From Patient to Surgeon: Building Trust Through Board Certification

By Nyanika Arora, Western University College of Health Sciences (Class of 2026)
I had a stroke when I was twenty-three. The pain was immediate and unmistakable, and I knew something was seriously wrong, yet I was dismissed because I was young and “looked healthy.” I remember the dissonance of deteriorating while people spoke over me with complete confidence in a wrong conclusion. One neurologist finally broke from that assumption. She recognized the pattern, acted decisively, and changed the outcome. Survival came down to a physician who was capable enough to see what others missed. That experience did not make me idealistic about medicine. It made me precise. Competence is not guaranteed, and outcomes are determined by who knows what they’re doing - not who means well.
That is why ABFAS Board Certification matters to me. Excellence doesn’t sustain itself through intention alone; it requires standards that are objective, repeatable, and continually assessed.
ABFAS is the only foot and ankle surgical certification recognized by the Council on Podiatric Medical Education, and its two-step process demands proof in both knowledge and real surgical outcomes.
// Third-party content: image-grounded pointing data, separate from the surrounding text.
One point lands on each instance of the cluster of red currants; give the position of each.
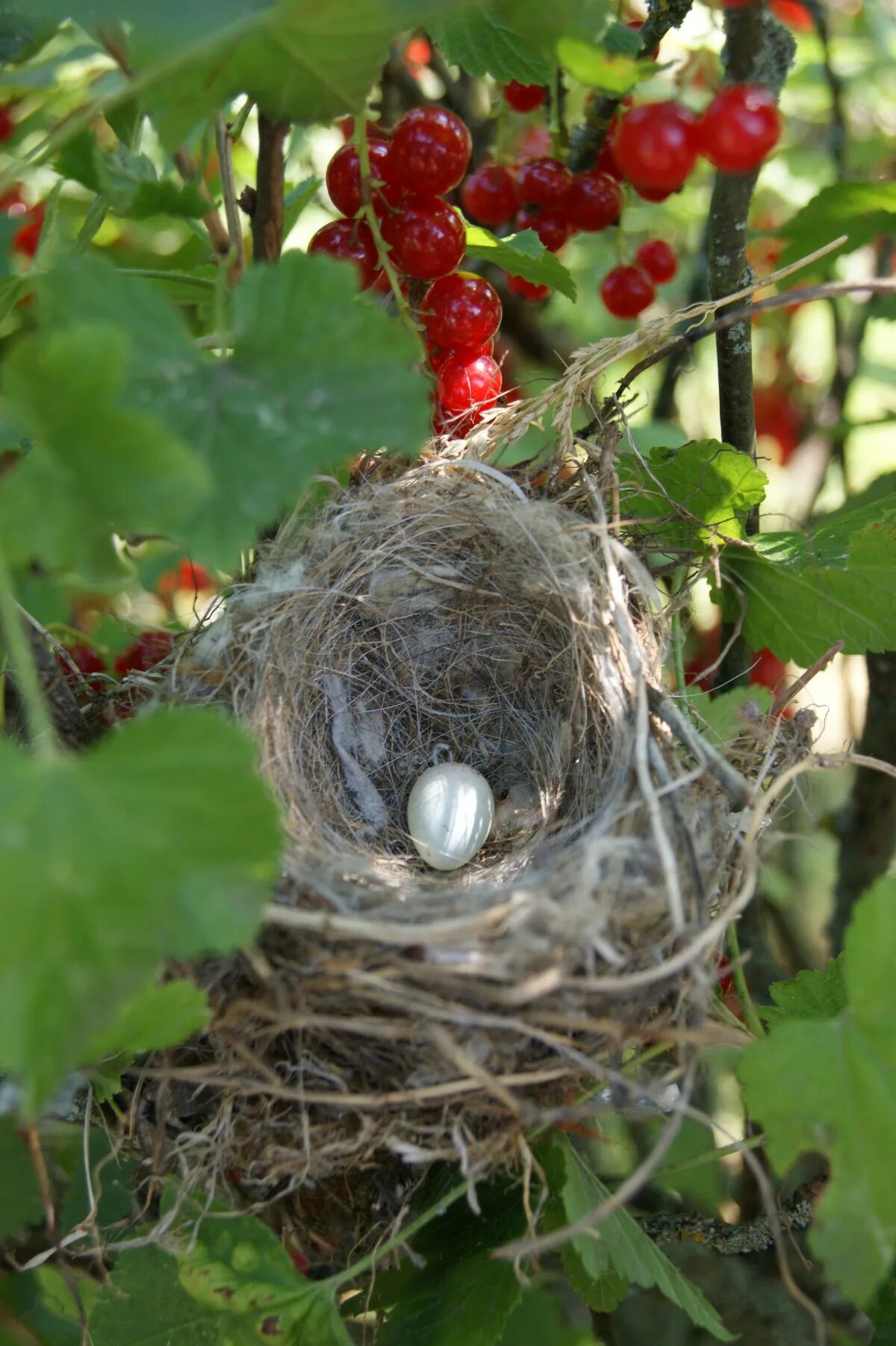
(82, 662)
(411, 172)
(26, 239)
(656, 146)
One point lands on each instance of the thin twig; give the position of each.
(229, 193)
(790, 299)
(268, 204)
(805, 679)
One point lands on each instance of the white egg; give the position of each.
(449, 814)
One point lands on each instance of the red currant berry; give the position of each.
(466, 355)
(543, 182)
(658, 260)
(417, 53)
(793, 13)
(431, 150)
(461, 310)
(657, 144)
(87, 661)
(488, 196)
(552, 228)
(343, 177)
(349, 240)
(523, 97)
(626, 291)
(767, 670)
(594, 201)
(427, 237)
(146, 652)
(740, 128)
(27, 239)
(526, 288)
(466, 385)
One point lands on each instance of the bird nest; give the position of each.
(394, 1015)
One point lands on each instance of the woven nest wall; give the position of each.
(392, 1014)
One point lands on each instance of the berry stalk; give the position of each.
(369, 214)
(25, 669)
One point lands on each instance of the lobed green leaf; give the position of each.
(161, 841)
(521, 255)
(840, 1096)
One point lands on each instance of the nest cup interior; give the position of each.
(444, 617)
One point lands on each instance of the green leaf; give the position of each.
(806, 591)
(128, 181)
(623, 40)
(521, 255)
(234, 1287)
(99, 464)
(809, 995)
(317, 375)
(541, 1318)
(483, 42)
(862, 211)
(724, 717)
(456, 1303)
(158, 843)
(156, 1017)
(19, 1193)
(597, 69)
(829, 1085)
(617, 1243)
(298, 60)
(296, 201)
(712, 482)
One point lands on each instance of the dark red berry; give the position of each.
(543, 182)
(87, 661)
(461, 310)
(657, 144)
(146, 652)
(740, 128)
(343, 178)
(526, 288)
(426, 236)
(626, 291)
(594, 201)
(27, 239)
(349, 240)
(431, 150)
(490, 196)
(550, 225)
(466, 355)
(793, 13)
(525, 97)
(463, 387)
(658, 260)
(189, 576)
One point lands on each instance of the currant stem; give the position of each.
(370, 217)
(25, 669)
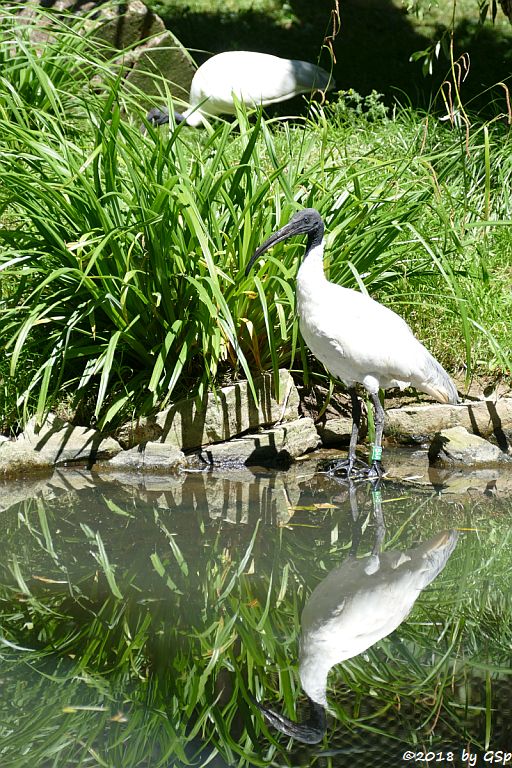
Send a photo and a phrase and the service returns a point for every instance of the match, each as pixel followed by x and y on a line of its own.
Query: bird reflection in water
pixel 357 604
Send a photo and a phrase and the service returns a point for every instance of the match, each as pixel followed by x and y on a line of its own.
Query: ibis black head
pixel 158 116
pixel 306 222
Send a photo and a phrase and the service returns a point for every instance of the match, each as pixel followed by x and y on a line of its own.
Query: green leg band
pixel 376 453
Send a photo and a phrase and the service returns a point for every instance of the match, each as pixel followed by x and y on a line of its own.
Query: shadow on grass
pixel 373 47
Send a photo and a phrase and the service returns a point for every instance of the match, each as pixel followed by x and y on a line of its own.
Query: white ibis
pixel 357 339
pixel 356 605
pixel 252 78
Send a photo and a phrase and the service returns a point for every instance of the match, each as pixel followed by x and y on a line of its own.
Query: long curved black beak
pixel 310 731
pixel 284 233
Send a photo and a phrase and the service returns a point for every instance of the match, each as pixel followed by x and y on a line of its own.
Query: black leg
pixel 376 468
pixel 351 466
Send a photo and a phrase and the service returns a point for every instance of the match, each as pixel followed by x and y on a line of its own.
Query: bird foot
pixel 354 468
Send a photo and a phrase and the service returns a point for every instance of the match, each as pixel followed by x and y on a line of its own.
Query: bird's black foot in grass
pixel 376 470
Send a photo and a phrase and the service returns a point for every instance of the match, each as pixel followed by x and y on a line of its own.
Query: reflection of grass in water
pixel 158 676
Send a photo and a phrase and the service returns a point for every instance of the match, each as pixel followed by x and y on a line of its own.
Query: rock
pixel 151 455
pixel 52 444
pixel 420 423
pixel 220 416
pixel 165 57
pixel 277 446
pixel 148 48
pixel 456 446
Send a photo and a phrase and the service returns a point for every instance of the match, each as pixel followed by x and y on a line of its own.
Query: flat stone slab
pixel 419 424
pixel 150 456
pixel 276 446
pixel 53 444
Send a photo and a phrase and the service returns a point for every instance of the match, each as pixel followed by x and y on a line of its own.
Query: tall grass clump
pixel 122 253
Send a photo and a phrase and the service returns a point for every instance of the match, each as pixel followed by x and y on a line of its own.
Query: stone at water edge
pixel 457 446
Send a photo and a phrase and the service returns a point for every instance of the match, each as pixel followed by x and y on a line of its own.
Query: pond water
pixel 143 616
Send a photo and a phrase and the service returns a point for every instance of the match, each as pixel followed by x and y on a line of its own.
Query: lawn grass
pixel 122 255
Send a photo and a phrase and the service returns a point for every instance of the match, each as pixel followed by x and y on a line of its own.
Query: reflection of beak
pixel 310 731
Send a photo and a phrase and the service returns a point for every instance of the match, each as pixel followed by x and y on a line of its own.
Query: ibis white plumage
pixel 356 605
pixel 254 79
pixel 357 339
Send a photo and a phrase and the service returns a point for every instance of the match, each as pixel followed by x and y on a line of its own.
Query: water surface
pixel 141 614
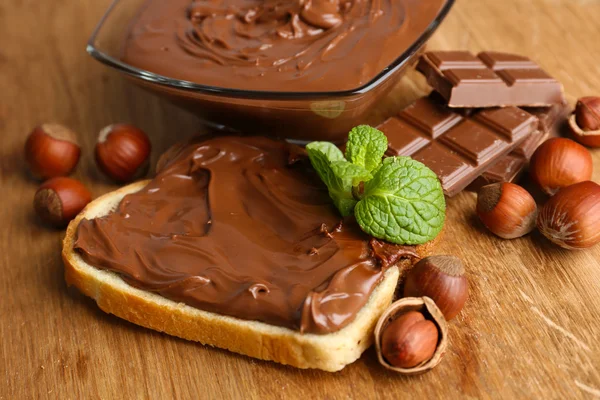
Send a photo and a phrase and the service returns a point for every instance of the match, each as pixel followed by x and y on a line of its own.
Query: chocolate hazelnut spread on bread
pixel 242 226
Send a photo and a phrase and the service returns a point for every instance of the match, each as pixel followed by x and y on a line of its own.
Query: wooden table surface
pixel 530 328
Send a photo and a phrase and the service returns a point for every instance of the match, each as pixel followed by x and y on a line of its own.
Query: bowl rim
pixel 166 81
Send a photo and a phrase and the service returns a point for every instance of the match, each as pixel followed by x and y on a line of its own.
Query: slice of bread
pixel 330 352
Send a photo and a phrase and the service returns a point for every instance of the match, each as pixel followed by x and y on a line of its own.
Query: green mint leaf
pixel 366 146
pixel 338 174
pixel 350 174
pixel 403 203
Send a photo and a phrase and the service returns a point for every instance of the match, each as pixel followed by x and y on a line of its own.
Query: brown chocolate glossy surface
pixel 276 45
pixel 242 226
pixel 490 79
pixel 457 147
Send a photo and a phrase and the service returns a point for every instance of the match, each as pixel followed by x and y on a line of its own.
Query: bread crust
pixel 330 352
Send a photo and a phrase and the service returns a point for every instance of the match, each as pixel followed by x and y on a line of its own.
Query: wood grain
pixel 530 328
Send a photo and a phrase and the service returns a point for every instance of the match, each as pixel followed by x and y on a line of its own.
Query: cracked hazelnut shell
pixel 51 150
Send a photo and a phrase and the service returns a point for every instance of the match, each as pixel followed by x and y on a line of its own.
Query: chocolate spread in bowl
pixel 242 226
pixel 276 45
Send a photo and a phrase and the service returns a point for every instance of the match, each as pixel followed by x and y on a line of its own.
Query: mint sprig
pixel 338 174
pixel 401 200
pixel 366 146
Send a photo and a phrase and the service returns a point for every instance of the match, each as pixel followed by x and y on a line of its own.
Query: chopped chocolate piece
pixel 489 80
pixel 458 148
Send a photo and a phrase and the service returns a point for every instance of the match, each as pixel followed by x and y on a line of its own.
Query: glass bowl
pixel 299 116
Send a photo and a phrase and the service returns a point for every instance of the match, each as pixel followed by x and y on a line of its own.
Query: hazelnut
pixel 409 340
pixel 51 150
pixel 506 209
pixel 442 279
pixel 59 200
pixel 122 152
pixel 585 121
pixel 571 218
pixel 558 163
pixel 411 336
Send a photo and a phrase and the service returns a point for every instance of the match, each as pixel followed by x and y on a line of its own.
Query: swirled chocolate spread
pixel 276 45
pixel 242 226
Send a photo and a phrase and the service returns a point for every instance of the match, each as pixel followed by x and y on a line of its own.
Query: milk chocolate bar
pixel 510 168
pixel 458 148
pixel 489 79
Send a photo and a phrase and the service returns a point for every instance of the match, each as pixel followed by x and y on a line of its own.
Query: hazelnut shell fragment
pixel 558 163
pixel 586 138
pixel 427 307
pixel 442 279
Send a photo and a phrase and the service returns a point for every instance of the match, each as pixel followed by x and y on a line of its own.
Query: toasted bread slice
pixel 329 352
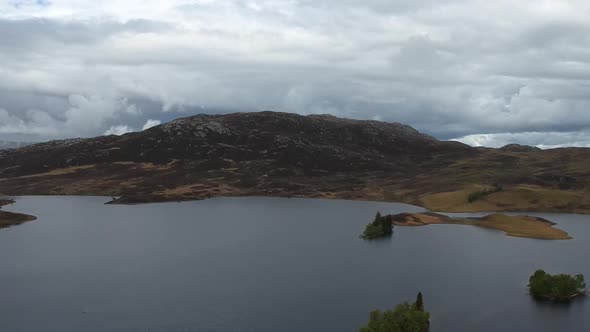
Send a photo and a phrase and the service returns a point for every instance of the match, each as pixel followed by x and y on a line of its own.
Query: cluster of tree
pixel 404 318
pixel 559 287
pixel 381 226
pixel 474 196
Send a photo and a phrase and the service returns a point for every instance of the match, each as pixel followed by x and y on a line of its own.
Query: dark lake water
pixel 268 264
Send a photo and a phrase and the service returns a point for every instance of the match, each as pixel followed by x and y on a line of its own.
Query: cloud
pixel 151 123
pixel 543 140
pixel 118 130
pixel 78 68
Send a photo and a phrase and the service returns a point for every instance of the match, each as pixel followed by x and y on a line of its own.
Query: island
pixel 382 226
pixel 8 219
pixel 556 288
pixel 518 226
pixel 404 318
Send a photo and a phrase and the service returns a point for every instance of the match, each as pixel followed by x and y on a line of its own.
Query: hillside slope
pixel 282 154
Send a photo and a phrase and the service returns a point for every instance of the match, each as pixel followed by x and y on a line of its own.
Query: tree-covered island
pixel 557 288
pixel 404 318
pixel 382 226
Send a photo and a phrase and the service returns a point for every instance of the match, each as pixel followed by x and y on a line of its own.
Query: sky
pixel 478 71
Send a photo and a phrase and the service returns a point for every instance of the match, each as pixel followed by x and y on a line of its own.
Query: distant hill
pixel 283 154
pixel 12 145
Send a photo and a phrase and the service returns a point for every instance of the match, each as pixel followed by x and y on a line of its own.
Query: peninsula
pixel 518 226
pixel 8 219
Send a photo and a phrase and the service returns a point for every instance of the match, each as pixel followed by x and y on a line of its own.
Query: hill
pixel 282 154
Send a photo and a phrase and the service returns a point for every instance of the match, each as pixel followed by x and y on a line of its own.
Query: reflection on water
pixel 268 264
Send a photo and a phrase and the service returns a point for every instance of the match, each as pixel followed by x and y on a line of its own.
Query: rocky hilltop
pixel 282 154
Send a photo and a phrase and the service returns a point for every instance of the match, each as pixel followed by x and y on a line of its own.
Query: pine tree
pixel 419 302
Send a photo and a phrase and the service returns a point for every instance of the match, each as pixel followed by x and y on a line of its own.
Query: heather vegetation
pixel 381 226
pixel 477 195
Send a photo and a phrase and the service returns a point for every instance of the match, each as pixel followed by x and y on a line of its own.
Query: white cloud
pixel 118 130
pixel 432 64
pixel 543 140
pixel 151 123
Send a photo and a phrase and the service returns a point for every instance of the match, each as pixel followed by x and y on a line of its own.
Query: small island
pixel 556 288
pixel 382 226
pixel 518 226
pixel 404 318
pixel 8 219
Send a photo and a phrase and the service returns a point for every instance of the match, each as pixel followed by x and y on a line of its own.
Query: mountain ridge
pixel 289 155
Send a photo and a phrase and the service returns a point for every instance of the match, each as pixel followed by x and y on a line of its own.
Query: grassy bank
pixel 519 226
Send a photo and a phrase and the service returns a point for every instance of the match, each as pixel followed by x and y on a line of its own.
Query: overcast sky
pixel 484 72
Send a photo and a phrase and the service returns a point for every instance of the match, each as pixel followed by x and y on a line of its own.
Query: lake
pixel 269 264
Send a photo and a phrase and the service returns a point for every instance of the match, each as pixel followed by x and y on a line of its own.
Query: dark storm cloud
pixel 487 72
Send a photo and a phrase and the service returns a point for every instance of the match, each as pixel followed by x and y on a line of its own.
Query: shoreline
pixel 10 219
pixel 155 199
pixel 514 226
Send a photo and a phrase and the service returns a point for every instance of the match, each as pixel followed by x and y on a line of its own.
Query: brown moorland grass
pixel 517 198
pixel 518 226
pixel 8 219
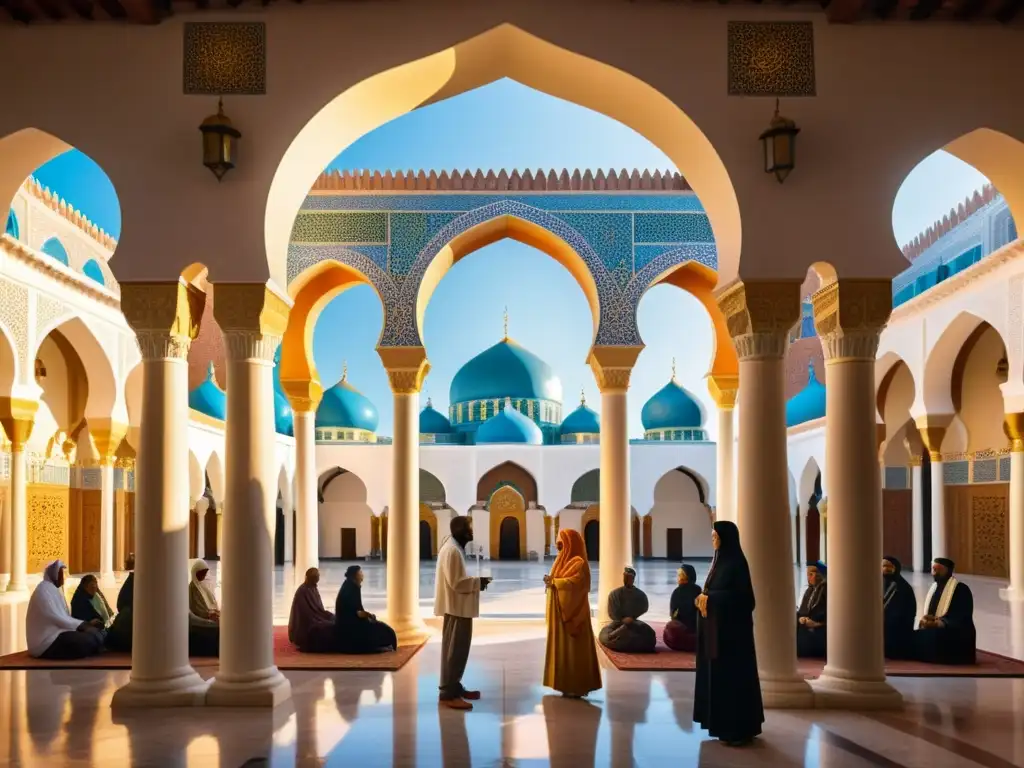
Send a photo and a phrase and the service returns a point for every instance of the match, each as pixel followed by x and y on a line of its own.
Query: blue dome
pixel 808 403
pixel 509 426
pixel 672 407
pixel 582 421
pixel 208 398
pixel 506 370
pixel 433 422
pixel 344 407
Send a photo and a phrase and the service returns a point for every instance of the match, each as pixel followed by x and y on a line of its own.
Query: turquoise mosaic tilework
pixel 410 233
pixel 681 201
pixel 669 227
pixel 340 227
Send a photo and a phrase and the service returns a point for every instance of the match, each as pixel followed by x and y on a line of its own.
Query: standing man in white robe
pixel 457 598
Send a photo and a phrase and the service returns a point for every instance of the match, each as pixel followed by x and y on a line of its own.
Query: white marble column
pixel 161 675
pixel 1015 430
pixel 760 315
pixel 248 676
pixel 918 513
pixel 407 369
pixel 854 676
pixel 611 367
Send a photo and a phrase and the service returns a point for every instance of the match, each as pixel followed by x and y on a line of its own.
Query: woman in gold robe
pixel 570 659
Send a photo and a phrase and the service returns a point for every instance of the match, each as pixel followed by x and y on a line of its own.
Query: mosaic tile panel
pixel 671 202
pixel 771 58
pixel 668 227
pixel 340 227
pixel 955 473
pixel 224 57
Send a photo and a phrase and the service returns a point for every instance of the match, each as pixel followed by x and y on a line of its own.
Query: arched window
pixel 93 271
pixel 55 250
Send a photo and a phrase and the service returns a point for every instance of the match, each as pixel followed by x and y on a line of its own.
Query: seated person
pixel 355 630
pixel 811 614
pixel 681 632
pixel 626 633
pixel 89 603
pixel 310 627
pixel 899 607
pixel 50 630
pixel 946 633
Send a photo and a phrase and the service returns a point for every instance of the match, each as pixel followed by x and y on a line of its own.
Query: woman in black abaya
pixel 727 693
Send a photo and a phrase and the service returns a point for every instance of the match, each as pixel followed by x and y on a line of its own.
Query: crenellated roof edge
pixel 55 203
pixel 540 180
pixel 957 215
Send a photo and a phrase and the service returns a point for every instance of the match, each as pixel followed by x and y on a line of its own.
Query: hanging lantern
pixel 218 141
pixel 780 145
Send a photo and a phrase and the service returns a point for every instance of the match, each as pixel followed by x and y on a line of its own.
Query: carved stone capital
pixel 17 417
pixel 612 366
pixel 407 368
pixel 303 395
pixel 1013 425
pixel 849 315
pixel 760 314
pixel 723 390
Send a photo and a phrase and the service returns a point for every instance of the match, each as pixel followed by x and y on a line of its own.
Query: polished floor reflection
pixel 382 719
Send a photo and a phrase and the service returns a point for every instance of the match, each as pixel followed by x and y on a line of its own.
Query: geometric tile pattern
pixel 626 241
pixel 771 58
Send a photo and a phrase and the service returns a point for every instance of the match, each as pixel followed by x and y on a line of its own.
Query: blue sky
pixel 507 125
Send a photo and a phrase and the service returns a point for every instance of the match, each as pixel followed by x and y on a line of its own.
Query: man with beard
pixel 946 633
pixel 457 597
pixel 899 609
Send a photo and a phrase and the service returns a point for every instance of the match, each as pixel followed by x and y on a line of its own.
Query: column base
pixel 263 688
pixel 185 688
pixel 791 693
pixel 842 693
pixel 1012 594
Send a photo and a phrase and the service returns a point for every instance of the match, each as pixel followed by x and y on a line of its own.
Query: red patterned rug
pixel 988 665
pixel 286 655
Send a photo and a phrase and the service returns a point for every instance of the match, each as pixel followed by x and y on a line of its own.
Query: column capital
pixel 17 416
pixel 612 366
pixel 165 316
pixel 849 315
pixel 932 429
pixel 760 315
pixel 304 395
pixel 723 389
pixel 107 435
pixel 1013 426
pixel 407 368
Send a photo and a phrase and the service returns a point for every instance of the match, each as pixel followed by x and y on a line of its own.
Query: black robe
pixel 355 635
pixel 727 692
pixel 955 642
pixel 899 607
pixel 812 642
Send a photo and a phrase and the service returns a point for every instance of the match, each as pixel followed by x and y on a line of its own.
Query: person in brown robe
pixel 310 627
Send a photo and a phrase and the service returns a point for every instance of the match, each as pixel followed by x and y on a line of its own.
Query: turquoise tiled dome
pixel 209 398
pixel 582 421
pixel 344 407
pixel 672 407
pixel 808 403
pixel 506 370
pixel 509 426
pixel 433 422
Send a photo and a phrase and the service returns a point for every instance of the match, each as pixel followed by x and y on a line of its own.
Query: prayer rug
pixel 988 665
pixel 286 655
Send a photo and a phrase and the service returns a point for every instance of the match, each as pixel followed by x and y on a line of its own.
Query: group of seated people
pixel 945 634
pixel 350 629
pixel 90 626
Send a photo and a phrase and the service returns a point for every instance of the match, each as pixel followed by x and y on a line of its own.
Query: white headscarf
pixel 47 614
pixel 205 587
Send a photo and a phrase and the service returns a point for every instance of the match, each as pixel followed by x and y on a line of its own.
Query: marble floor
pixel 382 719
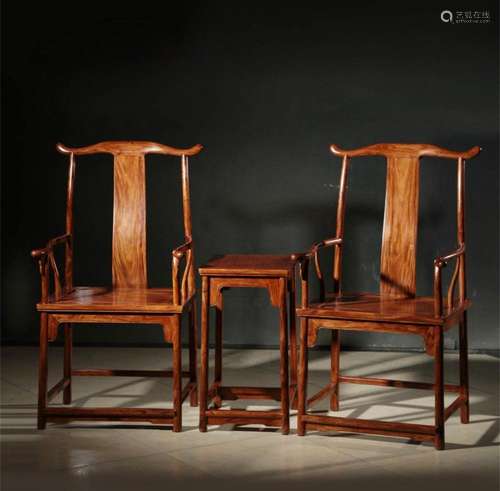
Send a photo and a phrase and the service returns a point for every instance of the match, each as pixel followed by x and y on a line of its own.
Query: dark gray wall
pixel 266 89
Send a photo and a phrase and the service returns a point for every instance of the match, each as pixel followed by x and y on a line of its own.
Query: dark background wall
pixel 266 89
It is not a credential of potential; it is evidence of execution.
Certification is also what determines whether I can care for patients completely. ABFAS status influences hospital privileging, insurance credentialing, referral patterns, and whether a surgeon can independently perform reconstructive rearfoot and ankle procedures. Without certification, the scope of care narrows and care becomes fragmented. With it, I can manage the full course of a patient’s treatment, not just a portion of it.
This matters for the patients I am drawn to most: those with limb-threatening disease who cannot afford fragmentation. The diabetic patient with a heel ulcer does not need three different specialists, appointments weeks apart, and uncertainty in between. They need one surgeon who can debride, reconstruct, offload, and follow through; someone who can take responsibility for the entire arc of their care and their ability to walk afterward. Board Certification allows me to be that surgeon.
As a woman entering surgery, I am also realistic about how authority is assigned. I have seen how some are assumed capable and others are required to repeatedly prove it. I do not intend to spend my career justifying my right to be in the operating room. I want my training and my outcomes to speak before I do. ABFAS Certification is not validation; it is recognition. It allows my skill to be understood without negotiation.
Throughout training, the most consistent advice I have received is simple: get certified early, and protect your autonomy. Not for prestige, but because the ability to act in the patient’s best interest should never depend on someone else’s permission. Board Certification ensures that when I make a decision, it comes from a foundation that has been examined, challenged, and proven.
And that is how it benefits patients. It creates continuity. It builds trust that is earned rather than assumed. It assures them that when I say I can help, it is because I have met the highest standard of surgical competence our field requires.
I know what it is to depend on someone’s clarity and expertise. Now, I intend to be the one who provides it.